La présente motion vise à faire en sorte que, en Suisse, pour un certain nombre de personnes, une espèce de fiche S soit introduite. Cette dernière, pour ceux qui ne suivent pas l'actualité française, est établie par les autorités de police sur un certain nombre de personnes. Or il a été démontré que les fiches S, qui sont des fiches de sécurité, contenaient un certain nombre d'inexactitudes et empêchaient des personnes n'ayant rien à se reprocher de pouvoir vivre librement et dans le respect de leurs droits fondamentaux.
On me dira que, bien entendu, la motion concerne les personnes qui ont des motivations terroristes. Si, effectivement, nous sommes dans une situation où quelqu'un a des motivations terroristes, c'est que la police et le service de renseignement ont déjà découvert ces motivations. La personne en question peut donc faire l'objet d'une procédure pénale, en tout cas préliminaire, et il n'y a par conséquent pas besoin d'une investigation secrète. Il s'agit de faire en sorte que s'il y a nécessité d'ouvrir une procédure pénale, elle soit ouverte, mais que si cette procédure pénale n'aboutit pas et qu'elle est close, il n'y a pas de raison qu'une information puisse encore être intégrée dans le dossier d'enquête et qu'il y ait une investigation secrète. La motion semble donc, en théorie, prévoir une solution de bon sens; dans les faits, c'est une extension extrêmement importante de la surveillance individuelle.

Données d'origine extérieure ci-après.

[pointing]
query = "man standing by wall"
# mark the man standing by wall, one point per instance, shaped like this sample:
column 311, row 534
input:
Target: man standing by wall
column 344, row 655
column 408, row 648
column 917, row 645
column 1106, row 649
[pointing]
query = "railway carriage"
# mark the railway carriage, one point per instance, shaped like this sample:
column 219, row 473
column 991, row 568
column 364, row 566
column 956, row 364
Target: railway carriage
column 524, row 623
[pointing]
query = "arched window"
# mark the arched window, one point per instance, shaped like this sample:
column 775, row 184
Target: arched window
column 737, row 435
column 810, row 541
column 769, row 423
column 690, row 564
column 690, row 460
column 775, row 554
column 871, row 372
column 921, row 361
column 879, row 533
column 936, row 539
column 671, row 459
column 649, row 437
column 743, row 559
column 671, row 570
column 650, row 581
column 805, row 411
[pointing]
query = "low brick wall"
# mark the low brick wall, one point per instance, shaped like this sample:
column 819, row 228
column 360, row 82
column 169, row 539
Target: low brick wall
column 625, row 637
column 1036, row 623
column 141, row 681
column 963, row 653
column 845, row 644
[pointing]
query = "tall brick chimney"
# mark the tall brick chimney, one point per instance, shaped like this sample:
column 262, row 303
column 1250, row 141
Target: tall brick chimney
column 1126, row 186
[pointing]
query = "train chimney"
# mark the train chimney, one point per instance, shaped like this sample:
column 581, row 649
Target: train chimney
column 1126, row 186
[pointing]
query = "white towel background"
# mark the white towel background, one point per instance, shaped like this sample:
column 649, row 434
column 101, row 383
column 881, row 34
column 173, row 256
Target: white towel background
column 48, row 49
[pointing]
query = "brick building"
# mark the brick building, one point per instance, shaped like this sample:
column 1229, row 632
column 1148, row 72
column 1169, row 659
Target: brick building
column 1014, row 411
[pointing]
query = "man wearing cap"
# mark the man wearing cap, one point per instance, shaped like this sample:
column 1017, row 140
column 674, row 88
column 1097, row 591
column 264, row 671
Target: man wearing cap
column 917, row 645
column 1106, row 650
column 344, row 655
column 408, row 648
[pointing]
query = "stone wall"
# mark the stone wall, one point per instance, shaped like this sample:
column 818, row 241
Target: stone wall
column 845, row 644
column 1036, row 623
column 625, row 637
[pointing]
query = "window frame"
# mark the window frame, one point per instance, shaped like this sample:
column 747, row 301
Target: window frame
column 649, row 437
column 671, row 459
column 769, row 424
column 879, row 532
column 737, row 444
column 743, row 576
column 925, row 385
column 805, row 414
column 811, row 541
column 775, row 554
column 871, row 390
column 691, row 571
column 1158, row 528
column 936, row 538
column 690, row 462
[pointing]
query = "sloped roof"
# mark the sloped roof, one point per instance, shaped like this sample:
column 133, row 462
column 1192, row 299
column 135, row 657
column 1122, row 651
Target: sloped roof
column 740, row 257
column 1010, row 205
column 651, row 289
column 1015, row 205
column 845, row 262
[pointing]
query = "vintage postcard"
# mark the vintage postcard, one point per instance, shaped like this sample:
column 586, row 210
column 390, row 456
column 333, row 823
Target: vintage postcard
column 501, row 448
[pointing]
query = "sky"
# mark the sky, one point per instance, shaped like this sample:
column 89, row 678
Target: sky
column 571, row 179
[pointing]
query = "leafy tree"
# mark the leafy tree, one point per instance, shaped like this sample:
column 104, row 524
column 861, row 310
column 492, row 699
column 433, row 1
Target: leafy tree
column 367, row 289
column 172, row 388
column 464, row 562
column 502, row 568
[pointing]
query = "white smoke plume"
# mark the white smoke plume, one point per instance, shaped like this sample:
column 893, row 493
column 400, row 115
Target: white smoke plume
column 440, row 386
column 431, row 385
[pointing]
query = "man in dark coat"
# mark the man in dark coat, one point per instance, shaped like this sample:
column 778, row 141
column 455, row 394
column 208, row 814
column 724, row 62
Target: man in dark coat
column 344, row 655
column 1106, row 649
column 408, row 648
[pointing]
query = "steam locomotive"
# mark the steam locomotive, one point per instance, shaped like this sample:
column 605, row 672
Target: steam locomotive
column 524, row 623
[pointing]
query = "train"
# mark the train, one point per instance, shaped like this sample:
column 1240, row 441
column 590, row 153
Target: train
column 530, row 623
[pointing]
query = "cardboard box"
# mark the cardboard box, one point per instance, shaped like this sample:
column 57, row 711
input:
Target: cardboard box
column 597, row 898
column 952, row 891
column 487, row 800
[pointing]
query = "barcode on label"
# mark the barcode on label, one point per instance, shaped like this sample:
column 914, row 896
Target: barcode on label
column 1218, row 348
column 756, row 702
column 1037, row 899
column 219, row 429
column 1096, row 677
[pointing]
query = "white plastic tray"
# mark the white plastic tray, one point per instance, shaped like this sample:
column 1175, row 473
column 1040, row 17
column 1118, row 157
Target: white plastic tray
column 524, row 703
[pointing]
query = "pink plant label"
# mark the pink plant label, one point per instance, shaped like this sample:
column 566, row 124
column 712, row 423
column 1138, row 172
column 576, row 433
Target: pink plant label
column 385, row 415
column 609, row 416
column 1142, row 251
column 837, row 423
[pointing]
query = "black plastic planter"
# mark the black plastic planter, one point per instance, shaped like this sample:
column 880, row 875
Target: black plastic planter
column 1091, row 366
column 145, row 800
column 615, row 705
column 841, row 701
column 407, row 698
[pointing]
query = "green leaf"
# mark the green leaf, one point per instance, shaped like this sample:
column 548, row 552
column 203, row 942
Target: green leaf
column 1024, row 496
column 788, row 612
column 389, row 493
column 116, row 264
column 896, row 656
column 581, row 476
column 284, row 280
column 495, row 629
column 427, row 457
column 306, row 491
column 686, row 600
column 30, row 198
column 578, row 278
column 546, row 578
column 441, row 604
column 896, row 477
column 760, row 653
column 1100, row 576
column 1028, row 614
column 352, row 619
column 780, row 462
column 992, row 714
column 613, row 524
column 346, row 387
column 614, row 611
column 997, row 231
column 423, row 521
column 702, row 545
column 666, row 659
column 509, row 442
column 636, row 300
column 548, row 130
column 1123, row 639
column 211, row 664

Aujourd'hui, le dispositif pénal permet d'ouvrir des enquêtes préliminaires, de suivre une personne qui a des motivations terroristes. Nous ne devons pas donner encore à la police fédérale des compétences relevant du service de renseignement, ce qui aboutirait, comme je vous l'ai dit, à créer un nouveau fichier, à instaurer de nouvelles surveillances, alors que les moyens à disposition sont suffisants. En plus, il n'y aurait pas vraiment de possibilité pour les personnes concernées de pouvoir faire valoir leurs droits correctement à la suite de ces mesures dites "de police" déployées à leur encontre. A noter que la définition de la notion de "voyageur à motivations terroristes" est si floue qu'elle pose problème.
Pour toutes ces raisons, je vous invite à rejeter la motion.